O’Connor was asked about the tougher challenge presented by the two Ulster counties.
“Well, sure, we’ll only be playing one of them. It’ll be fascinating because obviously there is a contrast in styles between northern and southern football, but it will be a great challenge to adapt our game.
“We were hurting badly leaving Croke Park in 2002 and 2003, but while we’re not looking at revenge, I’d say there’s the thought of redemption in many ways. It was that hurt that has driven these players on for the last two years.”

Mayo booked their place in the All Ireland minor football final with a 1-12 to 0-14 win over Kerry at Croke Park last Sunday. Goalkeeper Shane Nallen emerged as the hero of the hour when pulled off a match-winning save from Kieran O’Leary late in the game after earlier blocking a penalty from Paul O’Connor.
O’Connor had an opportunity to earn a resurgent Kerry a replay in the dying seconds when he lined up a 45, but his kick drifted wide and Mayo are now in sight of a first minor title since 1985.
Their opponents in the decider will be Down who accounted for Offaly in Navan on a scoreline of 1-15 to 1-7. Level at the break, Down produced an outstanding performance in the second half to reach the final for the first time since 1999.

Sean Purcell, who died last weekend at the age of 76, was one of the legendary figures of Gaelic football history. Although he only won one All Ireland title with Galway in 1956, Purcell was a gifted player who was selected on both the GAA’s Centenary Team of 1984 and on the Team of the Millennium.
A native of Tuam, with whom he won 10 county titles, he formed an attacking partnership with his neighbor Frank Stockwell and the pair were later to become known as the Terrible Twins. Purcell gave what many believe to be his finest display in that 1956 win over Cork, and his personal total of 2-5 in the game remains a record for a 60-minute final.
In a career that spanned the 1940s, ’50s and ’60s, he also won a National League medal and three Railway Cup medals.
“He really was a remarkable performer,” said GAA president Sean Kelly, “and the fact that he could play in so many positions marked him as a man apart, but then he had such a wonderful range of skills that anything was possible.”

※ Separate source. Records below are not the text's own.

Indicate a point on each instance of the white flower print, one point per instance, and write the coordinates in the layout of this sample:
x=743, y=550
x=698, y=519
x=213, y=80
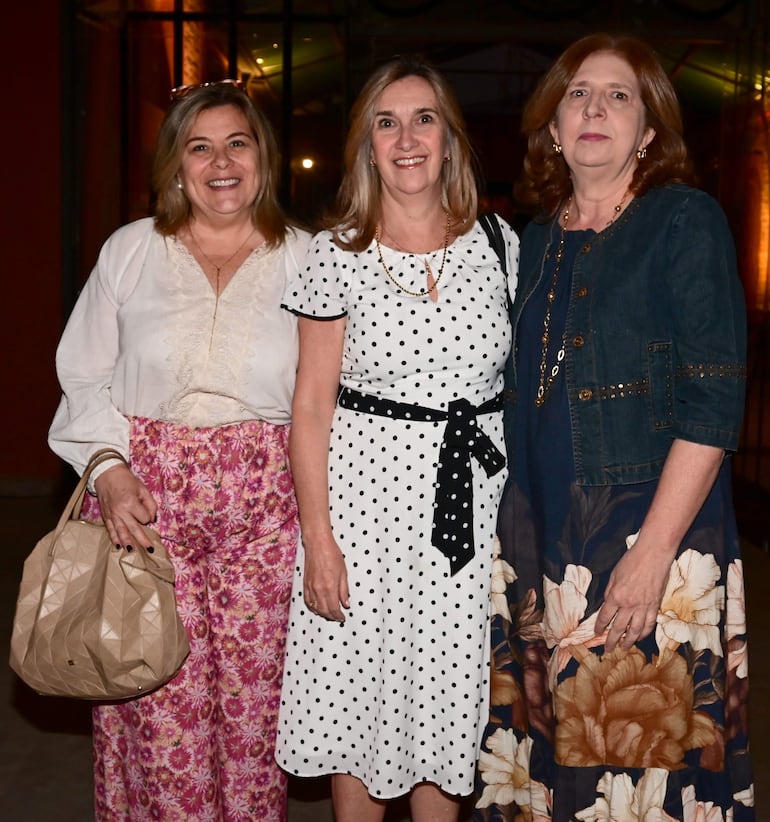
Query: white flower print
x=620, y=801
x=565, y=607
x=737, y=657
x=502, y=576
x=505, y=773
x=691, y=606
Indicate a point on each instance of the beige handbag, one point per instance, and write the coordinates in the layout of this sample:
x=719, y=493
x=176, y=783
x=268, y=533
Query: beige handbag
x=93, y=621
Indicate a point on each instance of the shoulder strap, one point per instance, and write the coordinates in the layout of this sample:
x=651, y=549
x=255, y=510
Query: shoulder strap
x=495, y=235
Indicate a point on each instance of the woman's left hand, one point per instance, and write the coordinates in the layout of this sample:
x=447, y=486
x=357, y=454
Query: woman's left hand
x=633, y=596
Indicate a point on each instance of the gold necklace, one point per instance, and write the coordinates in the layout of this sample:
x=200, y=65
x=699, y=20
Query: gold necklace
x=545, y=382
x=433, y=282
x=218, y=270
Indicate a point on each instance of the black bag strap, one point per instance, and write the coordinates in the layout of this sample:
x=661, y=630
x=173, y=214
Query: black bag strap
x=495, y=236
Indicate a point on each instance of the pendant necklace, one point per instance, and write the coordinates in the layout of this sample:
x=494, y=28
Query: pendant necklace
x=546, y=381
x=218, y=271
x=433, y=281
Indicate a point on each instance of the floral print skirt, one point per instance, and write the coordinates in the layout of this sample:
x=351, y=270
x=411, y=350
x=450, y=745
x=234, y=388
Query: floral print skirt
x=655, y=733
x=201, y=748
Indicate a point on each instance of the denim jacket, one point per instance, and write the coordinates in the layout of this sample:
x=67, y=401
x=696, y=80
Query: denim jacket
x=655, y=337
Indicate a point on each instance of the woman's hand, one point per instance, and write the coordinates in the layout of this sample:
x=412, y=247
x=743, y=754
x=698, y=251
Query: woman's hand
x=126, y=505
x=638, y=582
x=633, y=596
x=326, y=580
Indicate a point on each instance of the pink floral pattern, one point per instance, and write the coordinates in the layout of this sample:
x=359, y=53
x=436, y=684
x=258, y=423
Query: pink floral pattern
x=200, y=749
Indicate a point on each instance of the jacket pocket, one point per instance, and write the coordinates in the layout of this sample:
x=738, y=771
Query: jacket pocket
x=661, y=374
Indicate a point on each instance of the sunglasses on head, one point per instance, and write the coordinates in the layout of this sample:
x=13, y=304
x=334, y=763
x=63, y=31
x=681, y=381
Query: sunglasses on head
x=182, y=91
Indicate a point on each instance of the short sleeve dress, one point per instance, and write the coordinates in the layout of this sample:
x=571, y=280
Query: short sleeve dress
x=394, y=695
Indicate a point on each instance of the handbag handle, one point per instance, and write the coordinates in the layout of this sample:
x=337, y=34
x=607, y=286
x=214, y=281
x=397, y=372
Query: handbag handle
x=73, y=507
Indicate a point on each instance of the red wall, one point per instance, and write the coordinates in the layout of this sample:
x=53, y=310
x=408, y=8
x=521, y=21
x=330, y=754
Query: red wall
x=30, y=244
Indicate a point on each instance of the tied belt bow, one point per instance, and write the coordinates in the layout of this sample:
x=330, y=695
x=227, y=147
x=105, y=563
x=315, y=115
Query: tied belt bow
x=452, y=530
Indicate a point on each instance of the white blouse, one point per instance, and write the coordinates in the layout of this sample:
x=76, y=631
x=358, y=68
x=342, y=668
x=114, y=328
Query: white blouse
x=148, y=337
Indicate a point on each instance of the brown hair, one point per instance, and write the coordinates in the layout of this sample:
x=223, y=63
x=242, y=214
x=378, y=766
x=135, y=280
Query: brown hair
x=172, y=207
x=545, y=182
x=358, y=201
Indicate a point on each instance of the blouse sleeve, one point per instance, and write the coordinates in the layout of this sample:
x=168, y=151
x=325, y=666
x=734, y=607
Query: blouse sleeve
x=709, y=313
x=87, y=419
x=321, y=289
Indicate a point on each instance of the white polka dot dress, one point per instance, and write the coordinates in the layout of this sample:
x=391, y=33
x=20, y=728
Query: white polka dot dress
x=394, y=695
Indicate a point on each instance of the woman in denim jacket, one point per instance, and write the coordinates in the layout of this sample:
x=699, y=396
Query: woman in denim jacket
x=619, y=681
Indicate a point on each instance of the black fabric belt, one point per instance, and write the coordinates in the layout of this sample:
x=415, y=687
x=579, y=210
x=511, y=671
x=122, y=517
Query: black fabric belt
x=453, y=506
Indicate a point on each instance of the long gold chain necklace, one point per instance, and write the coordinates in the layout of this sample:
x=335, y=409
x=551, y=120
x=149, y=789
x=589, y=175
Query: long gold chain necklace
x=433, y=282
x=218, y=268
x=218, y=272
x=545, y=382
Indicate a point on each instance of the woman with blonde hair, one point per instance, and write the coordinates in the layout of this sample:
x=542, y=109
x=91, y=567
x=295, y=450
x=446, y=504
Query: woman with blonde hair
x=396, y=453
x=178, y=355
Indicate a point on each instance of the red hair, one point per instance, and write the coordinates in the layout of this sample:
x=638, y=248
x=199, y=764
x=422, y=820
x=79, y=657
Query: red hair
x=545, y=182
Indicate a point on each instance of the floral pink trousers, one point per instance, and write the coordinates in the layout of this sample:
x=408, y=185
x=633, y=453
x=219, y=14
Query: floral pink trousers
x=200, y=749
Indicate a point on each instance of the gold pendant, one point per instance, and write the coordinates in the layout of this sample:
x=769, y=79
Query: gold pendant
x=432, y=290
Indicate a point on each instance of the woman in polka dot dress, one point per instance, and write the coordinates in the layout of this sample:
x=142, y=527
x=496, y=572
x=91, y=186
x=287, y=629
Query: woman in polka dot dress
x=397, y=454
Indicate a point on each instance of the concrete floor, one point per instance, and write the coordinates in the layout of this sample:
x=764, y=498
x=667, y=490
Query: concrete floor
x=45, y=745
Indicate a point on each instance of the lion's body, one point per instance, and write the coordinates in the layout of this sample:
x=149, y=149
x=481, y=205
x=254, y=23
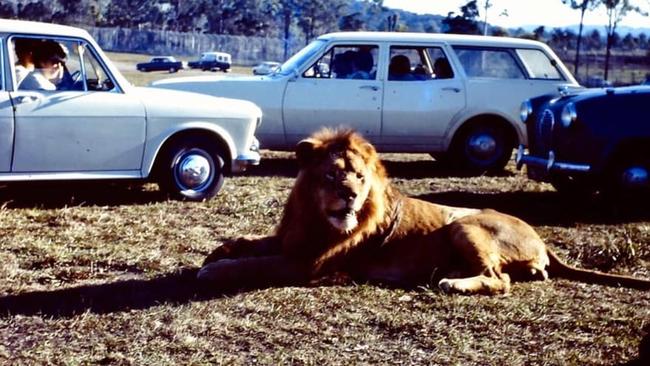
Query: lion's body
x=344, y=217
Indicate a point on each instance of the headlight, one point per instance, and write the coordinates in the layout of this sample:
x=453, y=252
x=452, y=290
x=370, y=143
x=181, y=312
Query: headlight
x=569, y=115
x=525, y=110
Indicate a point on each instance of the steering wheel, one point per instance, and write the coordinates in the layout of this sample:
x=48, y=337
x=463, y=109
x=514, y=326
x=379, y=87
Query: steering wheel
x=76, y=76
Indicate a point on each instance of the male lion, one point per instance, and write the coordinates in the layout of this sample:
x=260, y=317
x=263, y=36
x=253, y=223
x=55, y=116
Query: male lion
x=343, y=217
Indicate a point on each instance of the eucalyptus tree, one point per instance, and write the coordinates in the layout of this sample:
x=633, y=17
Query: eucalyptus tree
x=583, y=6
x=616, y=11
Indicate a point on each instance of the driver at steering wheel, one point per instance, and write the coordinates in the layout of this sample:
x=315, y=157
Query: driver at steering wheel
x=50, y=72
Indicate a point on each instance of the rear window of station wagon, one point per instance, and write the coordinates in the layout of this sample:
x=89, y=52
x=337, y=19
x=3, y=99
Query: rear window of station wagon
x=506, y=63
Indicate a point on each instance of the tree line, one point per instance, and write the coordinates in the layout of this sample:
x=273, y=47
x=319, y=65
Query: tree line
x=306, y=19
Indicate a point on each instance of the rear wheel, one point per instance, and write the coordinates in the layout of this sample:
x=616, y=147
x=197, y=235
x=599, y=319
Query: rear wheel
x=193, y=169
x=482, y=147
x=629, y=175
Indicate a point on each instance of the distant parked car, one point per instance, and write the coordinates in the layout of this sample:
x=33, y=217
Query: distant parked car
x=455, y=96
x=594, y=140
x=102, y=127
x=597, y=82
x=161, y=63
x=265, y=67
x=212, y=61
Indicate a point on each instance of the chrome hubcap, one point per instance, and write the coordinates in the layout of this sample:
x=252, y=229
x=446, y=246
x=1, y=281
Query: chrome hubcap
x=482, y=146
x=194, y=171
x=636, y=176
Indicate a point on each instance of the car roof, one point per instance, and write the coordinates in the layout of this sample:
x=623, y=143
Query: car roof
x=460, y=39
x=28, y=27
x=215, y=53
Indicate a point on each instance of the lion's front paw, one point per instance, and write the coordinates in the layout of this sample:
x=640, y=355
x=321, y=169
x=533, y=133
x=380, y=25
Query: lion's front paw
x=445, y=285
x=215, y=271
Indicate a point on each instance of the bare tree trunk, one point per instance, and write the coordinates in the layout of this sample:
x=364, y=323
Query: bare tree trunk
x=577, y=61
x=610, y=40
x=287, y=26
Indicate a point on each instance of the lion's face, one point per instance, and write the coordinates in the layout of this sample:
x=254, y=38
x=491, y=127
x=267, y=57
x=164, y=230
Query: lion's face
x=341, y=173
x=344, y=190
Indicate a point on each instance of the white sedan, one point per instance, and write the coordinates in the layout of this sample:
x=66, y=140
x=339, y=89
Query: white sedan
x=454, y=96
x=79, y=118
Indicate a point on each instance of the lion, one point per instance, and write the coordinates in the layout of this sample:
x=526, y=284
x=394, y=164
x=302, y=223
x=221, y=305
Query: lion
x=344, y=220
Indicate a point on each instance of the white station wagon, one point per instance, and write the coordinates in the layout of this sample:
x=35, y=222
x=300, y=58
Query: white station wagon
x=67, y=113
x=453, y=96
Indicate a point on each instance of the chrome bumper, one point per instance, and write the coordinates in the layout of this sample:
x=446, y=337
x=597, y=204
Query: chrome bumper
x=548, y=164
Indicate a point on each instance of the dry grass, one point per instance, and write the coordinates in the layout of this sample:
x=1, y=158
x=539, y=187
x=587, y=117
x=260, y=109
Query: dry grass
x=104, y=274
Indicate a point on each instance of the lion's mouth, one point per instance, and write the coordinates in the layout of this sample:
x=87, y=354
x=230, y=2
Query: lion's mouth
x=342, y=213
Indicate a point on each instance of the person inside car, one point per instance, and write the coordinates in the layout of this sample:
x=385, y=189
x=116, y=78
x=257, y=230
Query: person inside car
x=24, y=48
x=49, y=61
x=361, y=66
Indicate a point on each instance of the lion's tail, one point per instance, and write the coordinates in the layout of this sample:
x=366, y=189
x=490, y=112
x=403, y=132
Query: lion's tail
x=560, y=269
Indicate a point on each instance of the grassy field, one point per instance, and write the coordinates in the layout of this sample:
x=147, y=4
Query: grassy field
x=104, y=274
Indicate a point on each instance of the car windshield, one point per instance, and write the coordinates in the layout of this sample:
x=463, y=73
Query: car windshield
x=295, y=61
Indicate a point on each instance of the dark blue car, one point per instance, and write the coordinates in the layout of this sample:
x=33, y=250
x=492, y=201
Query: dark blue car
x=161, y=63
x=589, y=140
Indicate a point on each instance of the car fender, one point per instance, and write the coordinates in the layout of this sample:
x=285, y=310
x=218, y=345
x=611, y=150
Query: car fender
x=155, y=144
x=468, y=114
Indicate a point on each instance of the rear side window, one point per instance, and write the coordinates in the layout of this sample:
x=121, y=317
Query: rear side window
x=538, y=64
x=489, y=63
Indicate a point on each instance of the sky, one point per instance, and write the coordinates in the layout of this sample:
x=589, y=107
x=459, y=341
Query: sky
x=550, y=13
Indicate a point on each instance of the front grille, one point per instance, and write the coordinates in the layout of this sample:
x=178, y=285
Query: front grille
x=545, y=125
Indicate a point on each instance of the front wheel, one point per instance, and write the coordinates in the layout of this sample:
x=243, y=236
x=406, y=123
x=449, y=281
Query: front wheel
x=193, y=170
x=629, y=176
x=481, y=148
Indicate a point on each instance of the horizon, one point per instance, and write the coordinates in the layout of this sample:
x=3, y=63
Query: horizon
x=523, y=14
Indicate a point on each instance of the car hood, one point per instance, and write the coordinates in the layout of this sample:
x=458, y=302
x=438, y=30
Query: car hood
x=588, y=93
x=172, y=103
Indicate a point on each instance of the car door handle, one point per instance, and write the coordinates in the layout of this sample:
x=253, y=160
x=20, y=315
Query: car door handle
x=26, y=99
x=371, y=87
x=450, y=88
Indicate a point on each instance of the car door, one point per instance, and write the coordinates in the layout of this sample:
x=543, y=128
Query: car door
x=419, y=101
x=91, y=126
x=328, y=95
x=6, y=117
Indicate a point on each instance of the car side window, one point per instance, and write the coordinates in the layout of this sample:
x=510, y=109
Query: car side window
x=417, y=63
x=2, y=65
x=539, y=65
x=489, y=63
x=96, y=77
x=346, y=62
x=46, y=64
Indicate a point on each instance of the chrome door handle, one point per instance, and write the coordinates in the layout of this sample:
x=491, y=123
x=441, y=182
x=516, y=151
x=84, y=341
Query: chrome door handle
x=26, y=99
x=371, y=87
x=455, y=90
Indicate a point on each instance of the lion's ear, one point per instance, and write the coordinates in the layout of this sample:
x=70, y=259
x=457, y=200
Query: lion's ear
x=368, y=149
x=306, y=149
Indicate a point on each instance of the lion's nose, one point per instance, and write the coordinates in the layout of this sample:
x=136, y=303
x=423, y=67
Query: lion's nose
x=347, y=194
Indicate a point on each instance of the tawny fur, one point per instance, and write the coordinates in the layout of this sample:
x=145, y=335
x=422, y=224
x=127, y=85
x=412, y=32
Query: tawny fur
x=344, y=219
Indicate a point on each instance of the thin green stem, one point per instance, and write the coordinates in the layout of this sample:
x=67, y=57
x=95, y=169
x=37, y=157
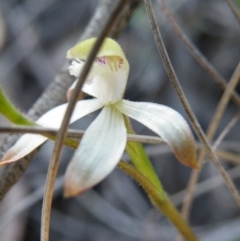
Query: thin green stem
x=11, y=113
x=160, y=200
x=140, y=159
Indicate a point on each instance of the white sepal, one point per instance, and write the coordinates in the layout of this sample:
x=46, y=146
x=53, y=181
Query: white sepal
x=98, y=153
x=168, y=124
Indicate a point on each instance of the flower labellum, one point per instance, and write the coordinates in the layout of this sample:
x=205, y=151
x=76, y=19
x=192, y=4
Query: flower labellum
x=105, y=139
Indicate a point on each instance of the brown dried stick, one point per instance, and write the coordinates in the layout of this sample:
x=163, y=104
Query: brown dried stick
x=177, y=87
x=195, y=52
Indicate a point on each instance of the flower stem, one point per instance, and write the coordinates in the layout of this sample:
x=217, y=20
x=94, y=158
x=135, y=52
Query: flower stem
x=146, y=176
x=160, y=200
x=10, y=112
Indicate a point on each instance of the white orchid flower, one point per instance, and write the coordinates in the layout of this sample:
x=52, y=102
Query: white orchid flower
x=105, y=139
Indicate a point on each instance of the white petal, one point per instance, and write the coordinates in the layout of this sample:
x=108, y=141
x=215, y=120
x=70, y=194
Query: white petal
x=53, y=118
x=99, y=152
x=167, y=123
x=107, y=78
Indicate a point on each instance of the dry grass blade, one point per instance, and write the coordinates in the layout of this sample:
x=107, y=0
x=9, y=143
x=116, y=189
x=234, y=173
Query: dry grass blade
x=54, y=163
x=173, y=78
x=195, y=52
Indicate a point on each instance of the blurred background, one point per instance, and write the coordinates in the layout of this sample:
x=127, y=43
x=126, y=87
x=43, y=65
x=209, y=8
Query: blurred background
x=34, y=38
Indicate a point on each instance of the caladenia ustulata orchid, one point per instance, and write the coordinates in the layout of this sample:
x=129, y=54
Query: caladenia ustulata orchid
x=105, y=139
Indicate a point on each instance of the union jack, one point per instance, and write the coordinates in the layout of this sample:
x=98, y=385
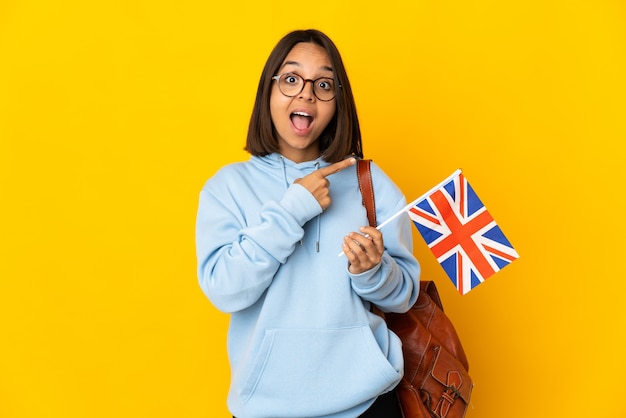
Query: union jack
x=461, y=233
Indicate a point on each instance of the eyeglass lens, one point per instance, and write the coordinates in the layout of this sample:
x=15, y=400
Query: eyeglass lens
x=291, y=84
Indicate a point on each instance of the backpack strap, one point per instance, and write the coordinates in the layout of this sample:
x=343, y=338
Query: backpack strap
x=367, y=189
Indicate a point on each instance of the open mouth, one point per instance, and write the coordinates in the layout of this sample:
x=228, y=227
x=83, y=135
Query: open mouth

Affectionately known as The Master? from his teaching days, Purcell also served as an administrator chairing both Galway county and football boards. “Together with Frank Stockwell, his name has gone into folklore,” added Kelly, “and he will always be remembered as a giant of the game.”
Galway county board chairman, Frank Burke, said Purcell was revered all over the county. “Regarded as the best ever exponent of the skills of Gaelic football, he represented Galway in all central positions from full-back to full-forward with equal success. The brilliance of The Master? was balanced with a remarkable measure of humility and caring and he brought a human touch to everything he did,” Burke said.
Sean Purcell is survived by his sons John and Robert, daughters Ruth, Mary (who is married to former Dublin captain and manager Tom Carr), Frances and Louise.